(This is the last of a 9 part blog series that explains the Kubernetes MITRE ATT&CK like Threat Matrix created by Microsoft from an attacker perspective and attempts to provide how real world attackers use the techniques covered in the framework to gain access, execute, persist and explore Kubernetes cluster environments.)
Use this index to navigate to and read the rest of the posts in this series
- Part 1 - Initial access
- Part 2 - Execution
- Part 3 - Persistence
- Part 4 - Privilege escalation
- Part 5 - Defense evasion
- Part 6 - Credential access
- Part 7 - Discovery
- Part 8 - Lateral movement
(This blog post discusses the last tactic described in the MITRE ATT&CK framework for Kubernetes - Impact)
In the last post, we saw the techniques in the Lateral Movement tactic of the MITRE ATT&CK framework for Kubernetes. Let’s look at the next tactic, Impact and the techniques that attackers use within this tactic. For reference, here’s the framework that Microsoft created as a visual cue to the overall tactics and techniques that attackers use when attacking a Kubernetes cluster.
The Impact tactic simply describes techniques that are used by attackers to destroy data, abuse access or change the cluster environment in a way to cause a Denial of Service for legitimate users. The techniques that the Impact tactic describes are more consequences of malicious actions that an attacker takes rather than being actual ways of executing the actions that lead the described outcomes.
An attacker, with full cluster control, can scale down deployments, delete storage volumes, terminate running pods, drain nodes or delete any data that is accessible via running services etc.
For example, an attacker could use the credentials obtained from configuration files or the Kubernetes secrets store to connect to a MySQL server and issue DROP DATABASE commands.
This is one of the most common consequences of a cluster compromise, especially for managed instances on the cloud.

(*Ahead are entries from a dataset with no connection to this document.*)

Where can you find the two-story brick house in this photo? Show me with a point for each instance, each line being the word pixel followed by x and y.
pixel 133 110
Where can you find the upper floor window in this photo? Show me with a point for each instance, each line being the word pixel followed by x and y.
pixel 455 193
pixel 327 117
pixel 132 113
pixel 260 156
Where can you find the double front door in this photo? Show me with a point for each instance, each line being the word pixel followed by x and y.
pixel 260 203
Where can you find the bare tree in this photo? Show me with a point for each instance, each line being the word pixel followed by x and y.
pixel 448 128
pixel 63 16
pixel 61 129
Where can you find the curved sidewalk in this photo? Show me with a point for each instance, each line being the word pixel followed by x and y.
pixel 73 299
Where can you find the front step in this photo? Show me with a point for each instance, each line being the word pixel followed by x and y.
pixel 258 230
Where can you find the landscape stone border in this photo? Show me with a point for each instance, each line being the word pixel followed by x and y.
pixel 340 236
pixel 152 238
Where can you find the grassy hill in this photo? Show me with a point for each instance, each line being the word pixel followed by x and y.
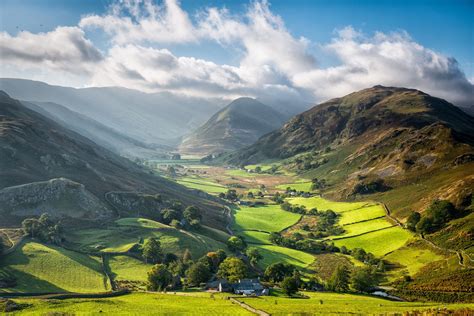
pixel 237 125
pixel 34 149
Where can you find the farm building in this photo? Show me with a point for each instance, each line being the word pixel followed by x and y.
pixel 244 287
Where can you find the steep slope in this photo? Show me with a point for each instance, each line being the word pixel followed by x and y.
pixel 237 125
pixel 152 118
pixel 34 149
pixel 400 145
pixel 99 133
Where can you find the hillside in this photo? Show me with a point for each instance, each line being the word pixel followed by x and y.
pixel 151 118
pixel 102 135
pixel 237 125
pixel 382 142
pixel 35 149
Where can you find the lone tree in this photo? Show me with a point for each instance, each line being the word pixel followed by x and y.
pixel 152 251
pixel 232 269
pixel 276 272
pixel 363 280
pixel 197 274
pixel 193 216
pixel 289 285
pixel 159 278
pixel 236 243
pixel 339 281
pixel 254 255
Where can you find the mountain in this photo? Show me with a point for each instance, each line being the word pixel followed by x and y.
pixel 45 167
pixel 380 143
pixel 237 125
pixel 150 118
pixel 99 133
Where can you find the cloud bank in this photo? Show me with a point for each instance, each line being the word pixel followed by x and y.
pixel 272 62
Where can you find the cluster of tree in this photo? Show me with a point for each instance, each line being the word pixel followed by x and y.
pixel 435 217
pixel 44 229
pixel 360 280
pixel 230 195
pixel 365 257
pixel 297 241
pixel 176 217
pixel 318 184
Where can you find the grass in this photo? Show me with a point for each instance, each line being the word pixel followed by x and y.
pixel 321 303
pixel 411 260
pixel 272 254
pixel 254 237
pixel 378 242
pixel 128 231
pixel 364 227
pixel 203 185
pixel 41 268
pixel 126 268
pixel 301 185
pixel 323 204
pixel 268 218
pixel 137 304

Attackers gain control of compromised resources and use them to run attacker chosen tasks, like cryptocurrency mining for example.
Denial of service
A Denial of Service would occur when legitimate users of applications running within the cluster are unable to access them. That would additionally be true of any resource object within the cluster. An attacker simply makes the resource unavailable to users by removing the resources, altering its configuration so that it no longer becomes accessible or by updating the resource in a way that it changes the meaning of the resource entirely.

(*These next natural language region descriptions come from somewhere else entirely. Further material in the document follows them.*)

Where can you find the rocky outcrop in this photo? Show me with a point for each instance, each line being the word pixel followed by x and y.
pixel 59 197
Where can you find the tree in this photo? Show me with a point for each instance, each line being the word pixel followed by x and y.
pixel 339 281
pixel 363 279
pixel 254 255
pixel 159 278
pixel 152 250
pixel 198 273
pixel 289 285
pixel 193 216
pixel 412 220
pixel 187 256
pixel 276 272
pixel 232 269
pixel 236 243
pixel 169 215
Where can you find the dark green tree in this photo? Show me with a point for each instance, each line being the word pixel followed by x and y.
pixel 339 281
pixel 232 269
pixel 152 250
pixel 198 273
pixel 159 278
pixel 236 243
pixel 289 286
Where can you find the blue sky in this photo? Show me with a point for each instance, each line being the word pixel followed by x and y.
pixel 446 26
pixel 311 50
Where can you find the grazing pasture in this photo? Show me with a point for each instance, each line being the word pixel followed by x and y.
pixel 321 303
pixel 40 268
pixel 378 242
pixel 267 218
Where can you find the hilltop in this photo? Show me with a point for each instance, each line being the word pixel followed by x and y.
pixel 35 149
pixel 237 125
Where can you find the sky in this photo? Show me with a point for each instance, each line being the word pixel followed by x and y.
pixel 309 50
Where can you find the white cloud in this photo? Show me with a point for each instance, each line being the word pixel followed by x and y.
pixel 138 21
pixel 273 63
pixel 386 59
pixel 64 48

With the Impact tactic, an attacker attempts to prevent the cluster from serving its primary purpose of servicing the users of the cluster. Attackers can destroy data, alter the state of data and resources, make them inaccessible to cause a denial of service or simply hijack the resources to perform malicious pre-orchestrated tasks like cryptocurrency mining and malware hosting.
The MITRE ATT&CK threat matrix serves as a guide to defenders as well as authorized security testers that can be used to understand how an attack could occur on a cluster going all the way from obtaining Initial Access to performing destructive actions via the Impact tactic.